On Wed, May 24, 2017 at 12:01:51PM +0200, Luca Abeni wrote:
> > > So I'm terribly confused...

> > > 

> > > By using the active bandwidth to select frequency we effectively

> > > reduce idle time (to 0 if we had infinite granular frequency steps

> > > and no margins).

> > > 

> > > So !RECLAIM works as expected. They get the time they reserved,

> > > since that was taken into account by active bandwidth.



> Well, I also admitted that I am almost completely ignorant about many

> people's requirements...

> 

> What I know is that there are some people using SCHED_DEADLINE to make

> sure that a task can make progress (executing with a "high priority")

> without consuming more than a specified fraction of CPU time... So,

> they for example schedule a CPU-hungry task with runtime=10ms and

> period=100ms to make sure that the task can execute every 100ms (giving

> the impression of a "fluid progress") without stealing more than 10% of

> CPU time to other tasks.

> 

> In this case, if the CPU frequency change the goal is still to

> "reserve" 10% of CPU time (not more, even if the CPU is slower) to the

> task. So, no runtime rescaling (or reclaiming) is required in this case.

> 

> 

> My proposal was that if a task is not interested in a fixed

> runtime / fraction of CPU time but wants to adapt the runtime when the

> CPU frequency scales, then it can select the RECLAIMING flag.


I think these people are doing it wrong :-)

Firstly, the runtime budget is a WCET. This very much means it is
subject to CPU frequency; after all, when the CPU runs slower, that same
amount of work takes longer. So being subject to cpufreq is the natural
state and should not require a special marker.

Secondly, if you want a steady progress of 10%, I don't see the problem
with giving them more at slower frequency, they get the 'same' amount of
'work' done without bothering other people.

Peter Zijlstra May 24, 2017, 11:31 a.m. UTC | #3

On Wed, May 24, 2017 at 10:50:53AM +0100, Juri Lelli wrote:

> Agreed. However, problem seems to be that

> 

>  - in my opinion (current implementation) this translated into scaling

>    runtime considering current freq and cpu-max-capacity; and this is

>    required when frequency scaling is enabled and we still want to meet

>    a task's guaranteed bandwidth

Just so. The bandwidth they request is based on instructions/work. We
need to get a certain amount of instructions sorted. Nobody cares we get
an exact 10% at random frequency if they loose they finger because we
didn't get that final instruction out that stops the saw blade.

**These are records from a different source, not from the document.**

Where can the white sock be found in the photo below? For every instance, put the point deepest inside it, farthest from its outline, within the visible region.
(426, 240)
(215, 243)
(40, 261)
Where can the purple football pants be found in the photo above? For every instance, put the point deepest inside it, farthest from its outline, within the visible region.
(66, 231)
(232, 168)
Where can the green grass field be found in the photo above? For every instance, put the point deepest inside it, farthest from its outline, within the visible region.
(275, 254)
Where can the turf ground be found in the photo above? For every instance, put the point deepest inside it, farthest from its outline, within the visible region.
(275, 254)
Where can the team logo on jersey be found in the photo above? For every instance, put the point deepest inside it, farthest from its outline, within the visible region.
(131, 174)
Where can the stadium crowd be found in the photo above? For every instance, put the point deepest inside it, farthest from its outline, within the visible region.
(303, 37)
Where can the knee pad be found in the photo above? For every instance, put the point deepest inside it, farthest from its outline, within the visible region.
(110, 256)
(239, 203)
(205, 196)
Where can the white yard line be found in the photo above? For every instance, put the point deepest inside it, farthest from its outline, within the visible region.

>  - Luca seemed instead to be inclined to say that, if we scale runtime

>    for !reclaim tasks, such tasks are basically allowed to run for more

>    time (when frequency is lower than max) by using some of the

>    bandwidth not allocated to themselves

Yes, that's a wrong view :-) We don't care about 'time', we care about
getting the instruction stream / work completed.